Они были полны уверенности в своих силах, а кроме того, очень полагались на Карактака, который со времен вступления Плаутия на остров, постоянно отстаивая свободу своей страны с переменным успехом, но с мужеством, которое никогда не ослабевало, приобрел репутацию величайшего военного человека Британии. Этот принц присоединился к ним, а его слава дала им других союзников, так что их армия была значительной по численности. Она также была значительной по пылкости и смелости, которые так ярко сияли в глазах всех солдат, что римский генерал был поражен и лишь с трудом решился вступить в бой. Его люди должны были просить его громко и с уверениями, которые Осторий воспринимал как гарантию победы.
Он не обманулся в своих надеждах. Римская армия преодолела все препятствия, переправилась через реку, прорвалась через грубое, но прочно построенное укрепление и захватила высоту, на которой расположились враги. Силурийцы были полностью разбиты, а жена, дочь и братья Карактака остались в плену. Сам он был вынужден уйти в земли Картисмандуи, королевы бригантов. Картисмандуа, обещавшая ему безопасность, арестовала его и передала римлянам на девятый год от начала войны, то есть в 802 году Рима.
Слава о его имени распространилась за пределы острова, наделав шума до самой Италии и Рима. Людям было интересно посмотреть на человека, который столько лет бросал вызов всем усилиям римской власти. А Клавдий придал ему еще большую известность и пышность, желая почтить его победу, ведь он хотел в некотором роде одержать триумф над Карактаком. Народ был приглашен как на великолепное зрелище. Преторианские когорты выстроились в боевом порядке на равнине перед своим лагерем. Затем длинной вереницей прибыли гости заключенного царя. Они с помпой несли горжеты и другие военные украшения, а также все трофеи, завоеванные Карактаком в войнах между различными народами Британии. Далее шли его братья, жена и дочь. Наконец, появился он сам с благородным видом и уверенным лицом. Остальные смирились перед императором, слезно умоляя о пощаде. Со своей стороны, он говорил как герой.

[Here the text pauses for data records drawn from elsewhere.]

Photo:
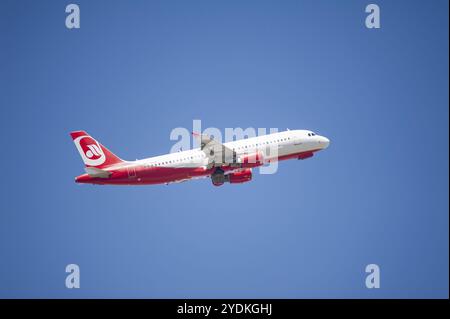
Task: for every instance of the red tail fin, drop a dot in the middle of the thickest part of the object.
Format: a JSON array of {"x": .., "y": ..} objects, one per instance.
[{"x": 92, "y": 152}]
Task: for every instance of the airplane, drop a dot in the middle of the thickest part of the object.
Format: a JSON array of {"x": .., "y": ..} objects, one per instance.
[{"x": 230, "y": 162}]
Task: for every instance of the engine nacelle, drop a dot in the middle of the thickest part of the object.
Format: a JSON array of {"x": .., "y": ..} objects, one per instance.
[
  {"x": 240, "y": 176},
  {"x": 251, "y": 160}
]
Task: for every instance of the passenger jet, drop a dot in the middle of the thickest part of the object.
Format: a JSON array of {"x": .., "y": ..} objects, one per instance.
[{"x": 230, "y": 162}]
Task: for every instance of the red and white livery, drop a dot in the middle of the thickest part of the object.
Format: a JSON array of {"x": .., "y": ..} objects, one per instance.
[{"x": 230, "y": 162}]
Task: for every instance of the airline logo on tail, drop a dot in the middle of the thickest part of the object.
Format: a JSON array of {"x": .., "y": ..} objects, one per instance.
[{"x": 90, "y": 150}]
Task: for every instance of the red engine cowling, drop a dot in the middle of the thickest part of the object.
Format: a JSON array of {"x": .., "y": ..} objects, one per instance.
[
  {"x": 252, "y": 160},
  {"x": 240, "y": 177}
]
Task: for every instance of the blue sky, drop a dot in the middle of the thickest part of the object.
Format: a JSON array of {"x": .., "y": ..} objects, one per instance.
[{"x": 136, "y": 70}]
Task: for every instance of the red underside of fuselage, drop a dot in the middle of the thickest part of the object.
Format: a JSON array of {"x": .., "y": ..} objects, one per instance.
[{"x": 164, "y": 175}]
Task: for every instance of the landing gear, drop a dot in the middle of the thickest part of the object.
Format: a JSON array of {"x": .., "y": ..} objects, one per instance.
[{"x": 218, "y": 178}]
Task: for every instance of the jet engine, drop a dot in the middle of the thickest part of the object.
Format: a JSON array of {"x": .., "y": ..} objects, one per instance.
[
  {"x": 240, "y": 177},
  {"x": 251, "y": 160}
]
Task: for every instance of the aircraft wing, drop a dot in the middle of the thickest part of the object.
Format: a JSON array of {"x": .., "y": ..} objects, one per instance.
[{"x": 218, "y": 154}]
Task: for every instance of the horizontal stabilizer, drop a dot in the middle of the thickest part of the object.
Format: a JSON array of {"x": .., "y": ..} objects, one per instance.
[{"x": 97, "y": 172}]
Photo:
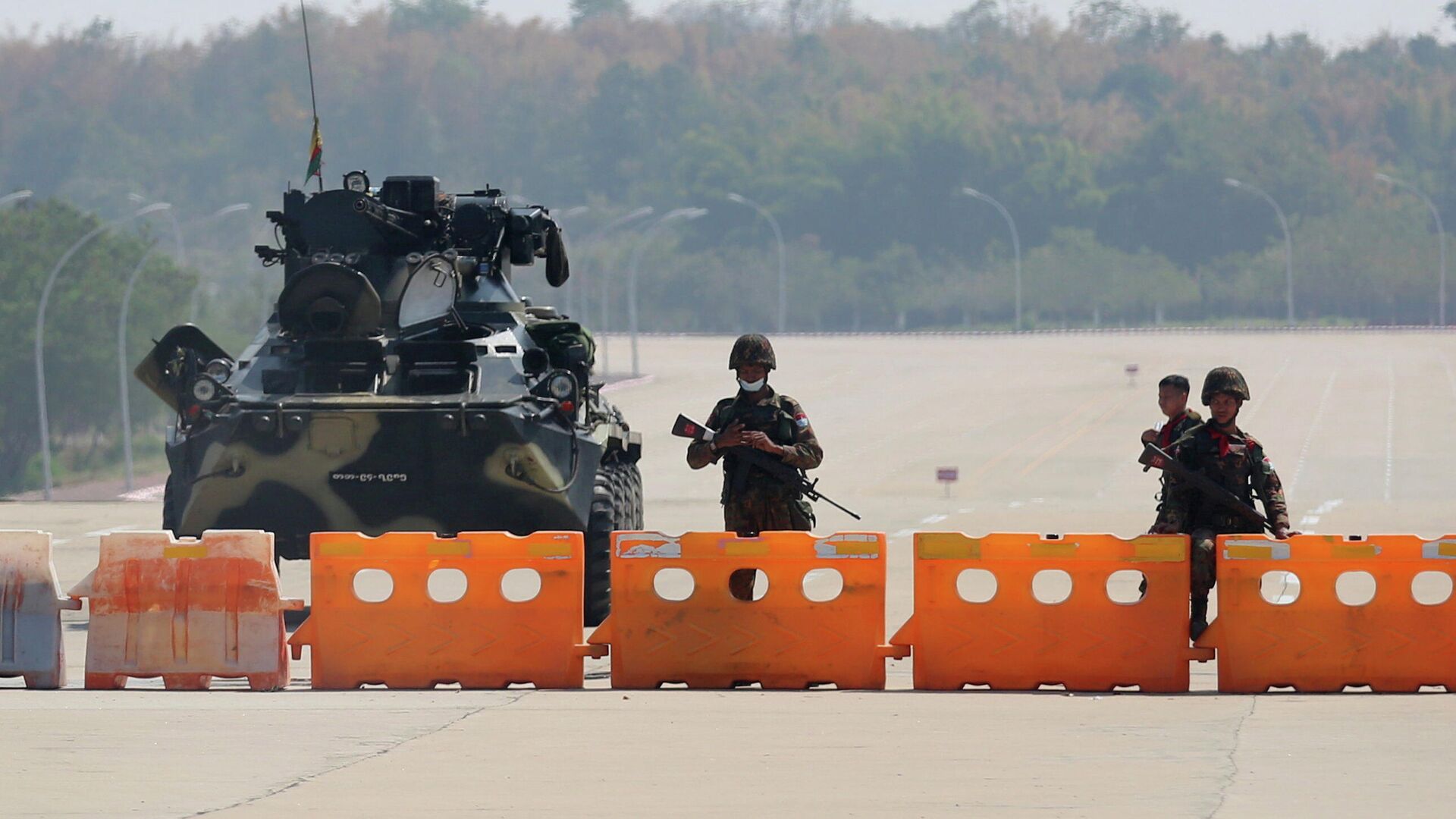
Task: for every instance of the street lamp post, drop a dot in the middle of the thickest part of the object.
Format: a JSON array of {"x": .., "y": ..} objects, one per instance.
[
  {"x": 39, "y": 331},
  {"x": 606, "y": 292},
  {"x": 1015, "y": 240},
  {"x": 778, "y": 237},
  {"x": 683, "y": 213},
  {"x": 15, "y": 197},
  {"x": 121, "y": 338},
  {"x": 1289, "y": 243},
  {"x": 1436, "y": 215}
]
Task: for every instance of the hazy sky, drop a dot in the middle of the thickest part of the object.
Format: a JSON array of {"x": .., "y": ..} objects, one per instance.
[{"x": 1337, "y": 22}]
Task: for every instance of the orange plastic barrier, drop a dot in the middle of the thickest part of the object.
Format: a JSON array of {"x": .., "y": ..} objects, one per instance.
[
  {"x": 1015, "y": 642},
  {"x": 479, "y": 640},
  {"x": 1320, "y": 643},
  {"x": 31, "y": 607},
  {"x": 715, "y": 640},
  {"x": 187, "y": 611}
]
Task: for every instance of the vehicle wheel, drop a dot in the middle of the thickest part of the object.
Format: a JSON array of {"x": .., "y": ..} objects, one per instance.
[
  {"x": 599, "y": 545},
  {"x": 169, "y": 516}
]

Если бы я знал, – сказал он, – как быть таким же умеренным в своем процветании, каким была моя удача в своем блеске, я пришел бы в этот город скорее как друг римлян, чем как их пленник, и вы не отказались бы принять в свой союз принца, происходящего из длинного рода царей и являющегося царем нескольких народов. Моя нынешняя судьба столь же славна для вас, сколь печальна для меня. У меня были кони, оружие, богатство и подданные. Стоит ли удивляться, что я потерял столь великие преимущества только вопреки себе? Поскольку вы утверждаете, что обладаете властью над всеми народами земли, следует ли из этого, что все они должны принять рабство? Если бы я покорился без сопротивления, ни моя судьба, ни твоя слава не были бы столь великолепны; а теперь мое испытание будет быстро забыто; напротив, если ты сохранишь мне жизнь, мое имя навсегда станет доказательством и памятником твоего милосердия.
Для древних побежденные всегда были виновны, и оставить их в живых было актом великодушия. Клавдий позволил это Карактаку и его семье. С них сняли цепи, и они отправились выразить почтение Агриппине, которая появилась совсем близко от императорского двора, возвышаясь на помосте, как и Клавдий. Женщина во главе войска, пользующаяся почестями военного командования, была совершенно новым зрелищем в римских обычаях. Агриппине было несложно представить себя частью империи, доставшейся ей от предков.
Затем собрался сенат, и было решено, кто будет петь дифирамбы победе, которая, как говорили, возродила славу Сципиона над Сифаксом, Павла Эмилия над Персеем и других полководцев, благодаря которым побежденные цари в цепях прошли перед глазами римского народа. Достоверно то, что Карактак был принцем, достойным похвалы за свою храбрость и возвышенный дух. Когда он посетил Рим, великолепные дворцы, наполнявшие столицу вселенной, поразили его своим восхищением. Что! – сказал он сопровождавшим его римлянам, – обладая такими прекрасными вещами, вы жаждете хижин бретонцев?